Les bandes annonces sur Cher Nanni...

Quelques belles images sur Sundance (pour admirer les cadrages)

Le film vu par Tepepa

Le film vu par Breccio

Le film vu par Jari Kovalinen (en anglais)

Le film sur Dollari rosso (anglais et portugais)

13/06/2007

A l'épreuve de la mort

En préliminaire, sachez qu'un cinéaste fétichiste du pied aura toujours mon admiration de principe.

Ceci posé, j'ai négocié avec ma compagne la garde quelques heures de ma fillette pour ressentir de nouveau le moelleux contact d'un fauteuil de cinéma. Sur l'écran : Death proof, dernier opus de Quentin Tarantino. Un film qui se voit en salle, si possible bien centré et très prés de l'écran. Par ailleurs, je me demande ce qui est passé dans la tête des distributeurs français pour donner ce titre : Boulevard de la mort. Nous sommes bien dans l'esprit de cet hommage aux bandes d'exploitation, mais il n'y a pas de boulevard et aucun lien avec le sens d'origine. Death proof, « à l'épreuve de la mort », qualifie une voiture de cascadeur renforcée et trafiquée pour les besoins du cinéma. Comme celle de Stuntman Mike, professionnel sur le retour au blouson vintage et jolie balafre. Mike traque des groupes de jeunes et jolies jeunes femmes en virée et utilise sa Dodge Charger équipée canard comme arme mortelle.

Deux parties dans le film. Deux états, deux temps, deux groupes féminins. Une partie nocturne et péri-urbaine, l'autre diurne et campagnarde.

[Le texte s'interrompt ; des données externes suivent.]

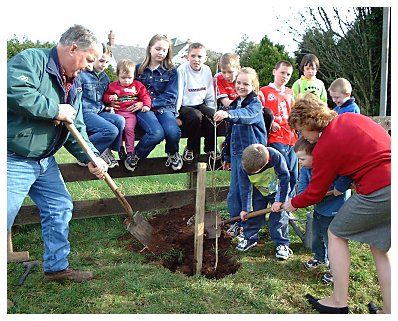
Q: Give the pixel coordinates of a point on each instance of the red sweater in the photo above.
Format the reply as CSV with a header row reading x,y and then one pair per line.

J'ai nettement préféré la seconde. Le film commence par la longue soirée bavarde de la DJ Jungle Julia (Sydney Tamiia Poitier) et de ses copines prêtes à partir pour un week end entre filles. Ca discute comme au début de Réservoir Dogs ou dans les scènes de voiture de Pulp Fiction. Mais si les filles sont charmantes à l'oeil, pleines de pétulance et de saine vulgarité, elles ne sont guères passionnantes. Elles arrivent dans un bar, rien ne se joue autour d'elles, rien d'intéressant. La danse érotique d'Arlène (Vanesa Ferlito) est plus dans l'esprit de From dusk till dawn (Une nuit en enfer du compère Rodriguez) que de la sensualité d'Uma Thurman. Avec le recul, la question se pose de savoir si Tarantino n'a pas poussé son imitation du genre jusqu'à nous monter cette superficialité exprès. La même question peut se poser sur la longueur et les dialogues de remplissage, figure imposée en la matière, y compris, rappelez vous, dans le début de Texas chainsaw massacre(Massacre à la tronçonneuse). Néanmoins une tension s'installe petit à petit avec l'arrivée de Mike. Kurt Russel, l'icône de John Carpenter, montre une fois de plus combien il peut être fascinant quand il est bien filmé. Et l'on sait depuis toujours que Tarantino sait filmer ses héros mieux que personne. Il y a quelques très gros plans à la Argento, une déglutition à la Léone, tout est ultra référencé et j'ai eu un peu de mal à marcher.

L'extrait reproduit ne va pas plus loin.